There could be as many as five more lunar landing attempts this year.

NASA has hired a pair of private companies to carry payloads to the lunar surface. Both of them, Intuitive Machines of Houston and Astrobotic Technology of Pittsburgh, faced delays in 2022, but may make the trip in the coming months.

They could be joined by three government space programs’ lunar missions. India’s Chandrayaan-3 mission was delayed last year but could be ready in 2023. A Japanese mission, Smart Lander for Investigating Moon, or SLIM, aims to test the country’s lunar landing technologies.
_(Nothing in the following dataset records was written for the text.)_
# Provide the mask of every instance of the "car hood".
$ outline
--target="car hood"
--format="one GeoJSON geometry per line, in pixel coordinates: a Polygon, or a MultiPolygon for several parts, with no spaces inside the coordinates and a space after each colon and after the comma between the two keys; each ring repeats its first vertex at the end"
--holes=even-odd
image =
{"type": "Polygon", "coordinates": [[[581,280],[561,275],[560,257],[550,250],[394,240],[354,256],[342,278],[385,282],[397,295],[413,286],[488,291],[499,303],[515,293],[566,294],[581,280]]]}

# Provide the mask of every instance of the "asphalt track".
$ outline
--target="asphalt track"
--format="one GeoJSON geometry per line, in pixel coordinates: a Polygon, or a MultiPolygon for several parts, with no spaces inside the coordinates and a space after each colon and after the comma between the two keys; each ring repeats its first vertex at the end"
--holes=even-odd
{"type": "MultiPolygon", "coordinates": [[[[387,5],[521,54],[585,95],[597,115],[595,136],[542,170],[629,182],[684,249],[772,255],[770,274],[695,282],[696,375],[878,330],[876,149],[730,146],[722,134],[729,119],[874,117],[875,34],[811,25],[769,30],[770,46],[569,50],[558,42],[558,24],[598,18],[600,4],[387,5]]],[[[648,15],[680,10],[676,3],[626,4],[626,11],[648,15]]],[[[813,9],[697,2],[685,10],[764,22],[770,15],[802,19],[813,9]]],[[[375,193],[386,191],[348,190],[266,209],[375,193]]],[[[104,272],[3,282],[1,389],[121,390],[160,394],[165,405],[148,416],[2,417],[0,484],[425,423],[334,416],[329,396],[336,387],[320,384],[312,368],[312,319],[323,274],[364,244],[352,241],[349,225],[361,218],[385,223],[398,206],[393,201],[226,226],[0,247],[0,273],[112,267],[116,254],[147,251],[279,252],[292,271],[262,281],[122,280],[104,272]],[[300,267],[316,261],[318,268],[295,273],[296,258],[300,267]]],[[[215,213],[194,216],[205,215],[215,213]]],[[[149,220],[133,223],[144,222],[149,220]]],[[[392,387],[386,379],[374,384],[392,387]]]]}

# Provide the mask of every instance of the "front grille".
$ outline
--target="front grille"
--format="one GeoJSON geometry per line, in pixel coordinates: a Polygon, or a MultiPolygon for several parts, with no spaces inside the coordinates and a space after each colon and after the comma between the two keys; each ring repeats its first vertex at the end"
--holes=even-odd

Finally, Russia’s Luna-25 mission was postponed from last September, but Roscosmos, the Russian space agency, may try this year.

New Space Telescopes

The Webb telescope wowed space enthusiasts and scientists with its views of the cosmos, but we may get new vantages from a variety of orbital observatories.

The most significant may be Xuntian, a Chinese mission setting off later in the year that will be like a more sophisticated version of the Hubble Space Telescope. The spacecraft will survey the universe at optical and ultraviolet wavelengths in an orbit around Earth close to the country’s Tiangong space station.

A Japanese-led mission, XRISM, pronounced chrism, could launch earlier in the year as well. The mission will use X-ray spectroscopy to study clouds of plasma, which could help to explain the universe’s composition. A European space telescope, Euclid, may also launch on a SpaceX rocket after the Russian invasion of Ukraine resulted in the spacecraft losing its seat on a Russian Soyuz rocket. It will study the universe’s dark energy and dark matter.

New Planetary Missions

A new spacecraft will head toward Jupiter this year, aiming to become the first to ever orbit another planet’s moon. The European Space Agency’s Jupiter Icy Moon Explorer, or JUICE, will launch from an Ariane 5 rocket as early as April 5 to set off to the Jovian system, arriving in 2031. Once it reaches the gas giant, it will move to conduct 35 flybys of three of the giant world’s moons: Callisto, Europa and Ganymede, all of which are believed to have subsurface oceans. In 2034, JUICE will begin orbiting Ganymede, the largest moon in the solar system.

Heading closer to the sun will be Rocket Lab, a small launch company that was founded in New Zealand. It aims to use its Electron rocket to send a mission to Venus. The company’s Photon satellite will try to deploy a small probe, built with Massachusetts Institute of Technology researchers, that will briefly study the planet’s toxic atmosphere. The mission was planned for May, but it is expected to face delays while the company prioritizes missions for its other customers.

A Total Eclipse and a Not-So-Total One

There will be two solar eclipses in 2023.

A total eclipse on April 20 will be more of a Southern Hemisphere event, and the moon will only blot out the sun in remote parts of Australia and Indonesia. (Perhaps not a bad time to be on a boat in parts of the Indian and Pacific Oceans, too.)

But Americans may get a good show on Oct. 14, when North America will be visited by an annular eclipse. Eclipses of this type are sometimes called “ring of fire” eclipses because the moon is too far from Earth to fully block the sun but creates a ring-like effect when it reaches totality. The eclipse’s path runs through parts of Oregon, California, Nevada, Utah, Arizona, New Mexico and Texas before dipping into Central and South America. Where the weather cooperates, it should be a great solar show and a nice lead up for the April 8, 2024 total eclipse that will cross the United States from southwest to northeast.

Michael Roston is the Times senior staff editor for science.